Le Cameroun intensifie le bitumage de ses routes pour booster son développement

Le Cameroun progresse à un rythme soutenu dans l’aménagement de son réseau routier, avec une moyenne de 488 kilomètres de nouvelles routes bitumées chaque année entre 2020 et fin 2025. Cette dynamique, impulsée par la politique d’aménagement du territoire de Yaoundé, vise à combler le déficit persistant en infrastructures. L’objectif est clair : moderniser un réseau routier majoritairement non revêtu, essentiel pour la vaste superficie du pays et les impératifs logistiques de la sous-région.

Un effort de bitumage qui consolide le réseau national

Sur la période concernée, l’effort cumulé représente près de 2 928 kilomètres de chaussées revêtues, si l’on se réfère à la moyenne annuelle établie. Cette avancée intervient alors que les ministères des Travaux publics et de l’Économie multiplient les initiatives de chantiers, qu’il s’agisse d’axes interurbains structurants, de pénétrantes urbaines ou de tronçons à vocation régionale. Le bitume, dans le contexte camerounais, demeure un indicateur crucial, tant sur le plan politique qu’économique : il assure l’accès aux zones agricoles, garantit la fluidité des corridors d’exportation et désenclave les régions du Nord et de l’Est.
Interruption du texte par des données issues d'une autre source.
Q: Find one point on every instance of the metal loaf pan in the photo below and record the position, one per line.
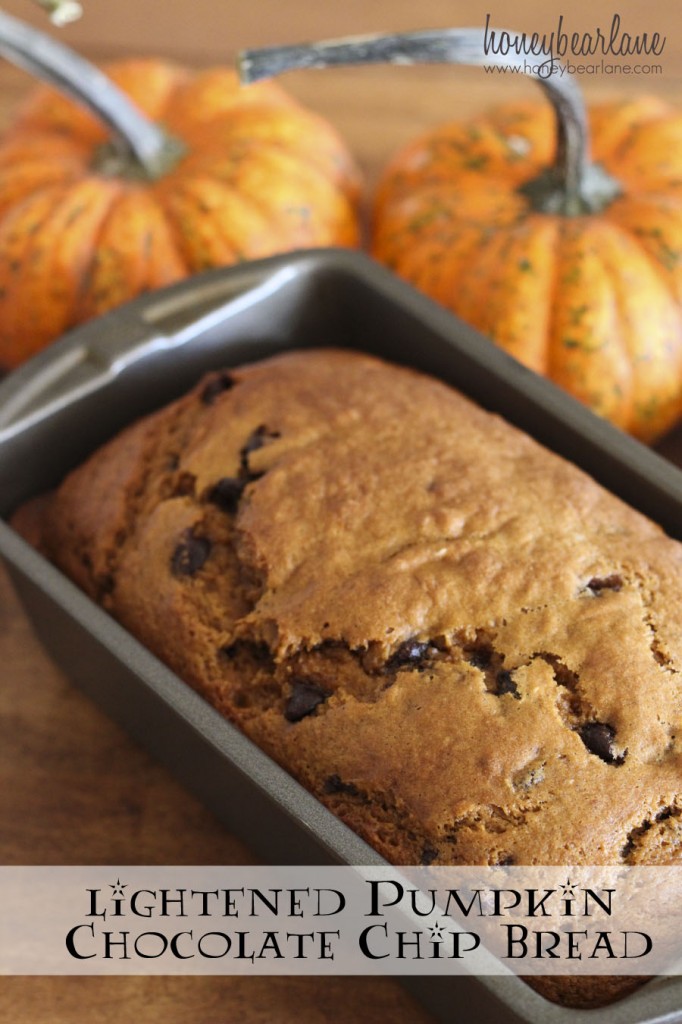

Le réseau routier camerounais, historiquement dominé par les pistes en terre, voit ainsi sa colonne vertébrale asphaltée se renforcer progressivement. La moyenne de 488 kilomètres par an se compare favorablement aux performances passées, souvent marquées par des retards sur les grands projets financés par des bailleurs internationaux. Cependant, le ratio entre le linéaire bitumé et le réseau classé total reste inférieur aux standards observés dans d’autres pays de la zone CEMAC, maintenant une pression constante sur l’exécutif.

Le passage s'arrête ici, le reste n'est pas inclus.